The Epistemological Question

Our inquiry also engages with broader debates about psychology’s epistemological foundations. The discipline often privileges measurability, standardization, and intervention readiness. Constructs gain legitimacy through quantification and empirical validation.

However, quantification does not eliminate normative assumptions. PsyCap exemplifies this tension. While methodologically sophisticated, it carries embedded assumptions about the ideal self: self-regulating, adaptive, optimistic, and continuously improvable.

By situating PsyCap within discussions of neoliberal subjectivity, governmentality, and symbolic power, we aim to illuminate the ideological conditions under which such psychological models emerge and gain authority.

Cultural and Structural Embeddedness

Another important dimension concerns cultural transferability. Much PsyCap research is conducted within Western, individualistic contexts. Yet psychological constructs are not culturally neutral. The meanings attached to resilience or hope differ across collectivist and relational settings.

When models developed in one socio-cultural context are universalized, they risk obscuring alternative understandings of well-being rooted in community, relationality, and shared responsibility. A culturally grounded analysis therefore becomes essential.

What This Study Contributes

This study does not reject the value of psychological resources.
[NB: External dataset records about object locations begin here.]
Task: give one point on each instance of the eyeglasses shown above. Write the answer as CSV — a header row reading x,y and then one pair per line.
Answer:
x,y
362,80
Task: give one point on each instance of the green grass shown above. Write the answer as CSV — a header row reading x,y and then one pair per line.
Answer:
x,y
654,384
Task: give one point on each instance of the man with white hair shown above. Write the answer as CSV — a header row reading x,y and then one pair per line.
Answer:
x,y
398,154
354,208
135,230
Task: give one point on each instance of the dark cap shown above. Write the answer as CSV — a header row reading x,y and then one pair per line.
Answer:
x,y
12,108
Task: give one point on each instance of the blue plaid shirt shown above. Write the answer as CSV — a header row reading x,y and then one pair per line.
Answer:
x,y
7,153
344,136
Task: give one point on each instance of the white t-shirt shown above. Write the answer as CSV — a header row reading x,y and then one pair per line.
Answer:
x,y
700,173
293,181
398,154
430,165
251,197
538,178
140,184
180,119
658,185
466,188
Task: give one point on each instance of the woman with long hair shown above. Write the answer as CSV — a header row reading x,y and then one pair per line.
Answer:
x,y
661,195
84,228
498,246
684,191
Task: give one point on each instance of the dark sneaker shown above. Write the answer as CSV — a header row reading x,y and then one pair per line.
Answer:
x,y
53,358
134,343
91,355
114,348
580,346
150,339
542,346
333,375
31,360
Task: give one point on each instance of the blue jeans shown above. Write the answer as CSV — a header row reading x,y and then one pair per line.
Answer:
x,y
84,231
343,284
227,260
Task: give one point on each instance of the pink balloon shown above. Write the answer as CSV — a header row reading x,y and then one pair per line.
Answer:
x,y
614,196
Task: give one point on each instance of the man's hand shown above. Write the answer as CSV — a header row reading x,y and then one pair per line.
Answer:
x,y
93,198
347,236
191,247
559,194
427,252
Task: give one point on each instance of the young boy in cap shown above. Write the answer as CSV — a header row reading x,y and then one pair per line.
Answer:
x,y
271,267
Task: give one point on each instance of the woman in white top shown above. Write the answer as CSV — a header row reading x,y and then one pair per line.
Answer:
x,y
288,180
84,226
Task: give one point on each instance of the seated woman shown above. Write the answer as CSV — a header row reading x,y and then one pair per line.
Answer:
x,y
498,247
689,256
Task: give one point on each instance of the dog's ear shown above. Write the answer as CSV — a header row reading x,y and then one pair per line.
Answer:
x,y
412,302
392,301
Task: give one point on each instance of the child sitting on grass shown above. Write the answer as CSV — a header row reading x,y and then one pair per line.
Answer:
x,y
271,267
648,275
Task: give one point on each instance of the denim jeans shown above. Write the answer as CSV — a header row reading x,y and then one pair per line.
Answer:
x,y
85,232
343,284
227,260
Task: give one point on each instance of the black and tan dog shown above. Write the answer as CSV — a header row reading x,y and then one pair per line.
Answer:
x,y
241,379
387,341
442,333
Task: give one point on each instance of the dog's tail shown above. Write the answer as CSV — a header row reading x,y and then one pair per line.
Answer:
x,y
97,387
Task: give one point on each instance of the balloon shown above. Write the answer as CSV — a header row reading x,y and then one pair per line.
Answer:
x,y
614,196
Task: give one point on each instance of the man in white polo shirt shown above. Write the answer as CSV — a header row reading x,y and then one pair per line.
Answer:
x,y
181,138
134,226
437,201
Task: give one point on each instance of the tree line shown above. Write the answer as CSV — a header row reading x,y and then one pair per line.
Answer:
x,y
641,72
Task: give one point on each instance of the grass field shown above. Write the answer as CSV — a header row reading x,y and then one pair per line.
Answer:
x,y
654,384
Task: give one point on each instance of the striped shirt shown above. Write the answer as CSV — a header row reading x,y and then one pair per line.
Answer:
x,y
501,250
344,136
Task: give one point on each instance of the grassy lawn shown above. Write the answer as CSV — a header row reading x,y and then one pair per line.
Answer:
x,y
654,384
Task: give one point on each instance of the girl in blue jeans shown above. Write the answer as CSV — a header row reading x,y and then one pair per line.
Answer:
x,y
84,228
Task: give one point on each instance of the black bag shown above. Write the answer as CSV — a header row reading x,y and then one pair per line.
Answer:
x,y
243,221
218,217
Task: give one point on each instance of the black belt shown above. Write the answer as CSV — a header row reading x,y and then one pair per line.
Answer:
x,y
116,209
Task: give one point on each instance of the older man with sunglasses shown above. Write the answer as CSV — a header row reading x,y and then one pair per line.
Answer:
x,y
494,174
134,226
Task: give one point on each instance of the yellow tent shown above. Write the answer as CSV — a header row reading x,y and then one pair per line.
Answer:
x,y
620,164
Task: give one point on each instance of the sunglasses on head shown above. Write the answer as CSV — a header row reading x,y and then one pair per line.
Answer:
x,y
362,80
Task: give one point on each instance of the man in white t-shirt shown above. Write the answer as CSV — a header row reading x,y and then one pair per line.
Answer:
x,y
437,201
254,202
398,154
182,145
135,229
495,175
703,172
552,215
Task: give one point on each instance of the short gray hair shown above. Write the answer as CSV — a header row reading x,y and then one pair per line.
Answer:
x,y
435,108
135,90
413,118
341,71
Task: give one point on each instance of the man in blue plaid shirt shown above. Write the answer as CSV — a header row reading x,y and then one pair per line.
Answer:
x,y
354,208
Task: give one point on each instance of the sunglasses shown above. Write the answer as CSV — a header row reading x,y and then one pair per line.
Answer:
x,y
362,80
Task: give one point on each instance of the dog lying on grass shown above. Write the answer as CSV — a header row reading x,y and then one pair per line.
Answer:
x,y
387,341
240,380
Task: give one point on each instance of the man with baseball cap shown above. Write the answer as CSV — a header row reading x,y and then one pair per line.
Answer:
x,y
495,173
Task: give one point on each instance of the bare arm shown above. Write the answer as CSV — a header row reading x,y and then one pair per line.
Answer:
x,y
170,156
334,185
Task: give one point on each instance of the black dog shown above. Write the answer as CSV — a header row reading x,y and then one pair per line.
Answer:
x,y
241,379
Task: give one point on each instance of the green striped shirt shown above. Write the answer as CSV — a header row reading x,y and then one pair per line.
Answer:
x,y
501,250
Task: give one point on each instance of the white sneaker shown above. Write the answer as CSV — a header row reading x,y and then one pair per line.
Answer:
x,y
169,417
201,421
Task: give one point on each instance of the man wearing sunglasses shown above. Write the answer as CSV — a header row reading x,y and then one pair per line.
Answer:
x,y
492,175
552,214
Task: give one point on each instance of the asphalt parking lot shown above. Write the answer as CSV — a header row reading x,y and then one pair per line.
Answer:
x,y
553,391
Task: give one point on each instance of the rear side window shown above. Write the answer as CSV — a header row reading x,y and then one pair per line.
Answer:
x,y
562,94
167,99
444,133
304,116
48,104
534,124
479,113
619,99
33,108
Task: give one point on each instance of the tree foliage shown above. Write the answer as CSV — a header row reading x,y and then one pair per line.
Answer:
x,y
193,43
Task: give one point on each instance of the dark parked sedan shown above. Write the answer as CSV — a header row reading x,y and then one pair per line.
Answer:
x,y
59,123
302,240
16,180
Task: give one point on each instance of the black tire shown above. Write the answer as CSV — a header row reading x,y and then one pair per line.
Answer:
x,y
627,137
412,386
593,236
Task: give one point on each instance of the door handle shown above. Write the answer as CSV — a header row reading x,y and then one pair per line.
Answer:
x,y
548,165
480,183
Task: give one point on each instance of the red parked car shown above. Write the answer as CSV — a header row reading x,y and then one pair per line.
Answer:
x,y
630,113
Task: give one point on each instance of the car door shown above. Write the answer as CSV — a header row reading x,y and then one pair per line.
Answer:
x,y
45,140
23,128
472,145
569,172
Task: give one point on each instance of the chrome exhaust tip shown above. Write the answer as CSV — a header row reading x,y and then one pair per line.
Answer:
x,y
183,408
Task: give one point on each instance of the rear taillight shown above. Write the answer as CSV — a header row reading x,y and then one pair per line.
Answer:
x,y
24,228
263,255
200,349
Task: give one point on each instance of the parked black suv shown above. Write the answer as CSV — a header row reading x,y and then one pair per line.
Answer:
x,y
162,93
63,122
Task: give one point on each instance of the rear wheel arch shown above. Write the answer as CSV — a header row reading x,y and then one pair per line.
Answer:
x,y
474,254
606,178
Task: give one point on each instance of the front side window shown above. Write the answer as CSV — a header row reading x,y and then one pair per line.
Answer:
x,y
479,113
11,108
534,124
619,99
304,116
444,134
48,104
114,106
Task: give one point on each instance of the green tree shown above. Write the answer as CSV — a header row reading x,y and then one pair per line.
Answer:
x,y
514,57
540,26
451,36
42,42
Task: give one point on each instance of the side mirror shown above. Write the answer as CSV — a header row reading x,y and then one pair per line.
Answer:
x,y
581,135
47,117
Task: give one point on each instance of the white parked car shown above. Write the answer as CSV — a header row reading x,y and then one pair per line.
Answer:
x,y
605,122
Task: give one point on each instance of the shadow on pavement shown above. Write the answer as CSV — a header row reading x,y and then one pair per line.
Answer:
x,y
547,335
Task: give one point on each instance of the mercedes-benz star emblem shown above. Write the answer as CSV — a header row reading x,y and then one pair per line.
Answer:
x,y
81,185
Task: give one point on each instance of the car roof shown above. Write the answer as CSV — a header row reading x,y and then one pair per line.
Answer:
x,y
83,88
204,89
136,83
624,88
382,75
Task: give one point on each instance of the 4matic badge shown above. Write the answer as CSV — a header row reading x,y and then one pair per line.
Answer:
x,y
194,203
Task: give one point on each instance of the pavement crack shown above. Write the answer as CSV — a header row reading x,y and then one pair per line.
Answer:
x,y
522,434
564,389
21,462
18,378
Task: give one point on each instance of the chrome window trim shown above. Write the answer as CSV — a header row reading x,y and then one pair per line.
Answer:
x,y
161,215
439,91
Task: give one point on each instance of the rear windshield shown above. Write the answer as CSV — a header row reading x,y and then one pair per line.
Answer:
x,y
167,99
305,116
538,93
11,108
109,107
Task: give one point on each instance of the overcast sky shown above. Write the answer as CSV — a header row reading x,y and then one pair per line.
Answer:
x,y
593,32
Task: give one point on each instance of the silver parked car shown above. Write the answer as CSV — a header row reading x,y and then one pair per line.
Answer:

Nor does it deny the importance of hope, optimism, resilience, or self-efficacy.

Rather, it asks under what conditions these traits become valued, how they convert into symbolic capital, and how they may function within broader systems of power and recognition.

By reconceptualizing PsyCap through Bourdieu’s sociology, we reposition it within structures of class, institutional habitus, and cultural capital. This perspective shifts the focus from individual enhancement to structural embeddedness.

Toward a Reflexive Psychology

If PsyCap is understood solely as an internal asset, it risks reinforcing a model of self-optimizing individuals responsible for navigating structural constraints alone. If, however, it is situated within social, cultural, and institutional contexts, it opens space for a more reflexive and socially grounded psychological science.

Our aim is to contribute to interdisciplinary dialogue between psychology and sociology and to encourage critical reflection on how psychological constructs are shaped by historical, cultural, and ideological forces. In doing so, we invite a reconsideration of how psychological knowledge is produced, legitimized, and mobilized within contemporary social and economic structures.